From Inside Radio: Today's PD, programmer or plate spinner?


Consolidation brought multi-station duties.  The digital revolution added web site programming and side channels. Now weaving the station and its personalities into the social conversation on Facebook and Twitter is also a priority.  Is the expanding role of the digitally-connected brand manager distracting programmers from focusing on the core product?

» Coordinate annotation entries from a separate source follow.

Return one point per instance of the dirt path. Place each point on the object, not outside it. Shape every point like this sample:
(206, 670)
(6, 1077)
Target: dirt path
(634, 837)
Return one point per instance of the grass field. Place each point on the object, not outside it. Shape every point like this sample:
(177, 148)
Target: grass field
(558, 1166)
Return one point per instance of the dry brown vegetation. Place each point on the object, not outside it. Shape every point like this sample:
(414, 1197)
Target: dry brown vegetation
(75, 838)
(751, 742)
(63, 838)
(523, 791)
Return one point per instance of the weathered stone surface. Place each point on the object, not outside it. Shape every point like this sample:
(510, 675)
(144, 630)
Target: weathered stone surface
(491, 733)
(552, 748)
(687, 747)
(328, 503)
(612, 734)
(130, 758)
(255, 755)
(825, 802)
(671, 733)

“It’s really difficult to be a great PD, listen to the station and focus on the content,” Radio One senior VP of programming content Jay Stevens said at last month’s Conclave. It’s gotten to the point where Clear Channel senior VP of programming Rod Phillips said he sometimes has to force PDs to listen to uninterrupted for 3-4 hours and write down the top 5 things that need to change on their stations.  How local PDs are adapting varies based on their individual market situations. “Even though I’m tied up with a lot of duties, I still find time to obsess over the station and hear every little nook and cranny,” Simmons Media alternative “X96” KXRK, Salt Lake City PD Todd “Nuke ‘Em” Noker says. However, he programs only one station and has a fulltime airstaff.  “Time once spent by the jocks pulling carts and cueing up CDs is now time when they can make a blog entry or be active on Facebook,” Noker says.  
As PD/afternoon host at CHR “Q102” WIOQ Tim “Romeo” Herbster only has an airstaff of three to oversee.  But he also serves as director of digital content for Clear Channel’s five-station Philadelphia cluster. “I love that I have my hands in everything, but you’ve got to get your time management skills down,” he says. “Being digitally active enhances the on-air product, the engagement with the listeners and the content that you’re talking about on the air.”

In Chicago, Rick Vaughn juggles programming CHR “Kiss 103.5” WKSC and directing social media for Kiss, urban WGCI and Spanish hits “Mega 95.5” WNUA.  “If there’s one things that programmers should focus on right now to increase ratings it’s the digital platform,” he says. “It’s not that much more responsibility to jump on Twitter or Facebook or to use Tweetdeck.”  KSLZ, St. Louis PD Jeff McHugh says he had to let certain things go to focus on what’s really important: driving ratings and web site visitors.  That’s meant fewer events and contests.  “They take time and resources that could be spent engaging with people on social media,” he says. “We’re trying to focus the resources that we have into the areas that really matter.”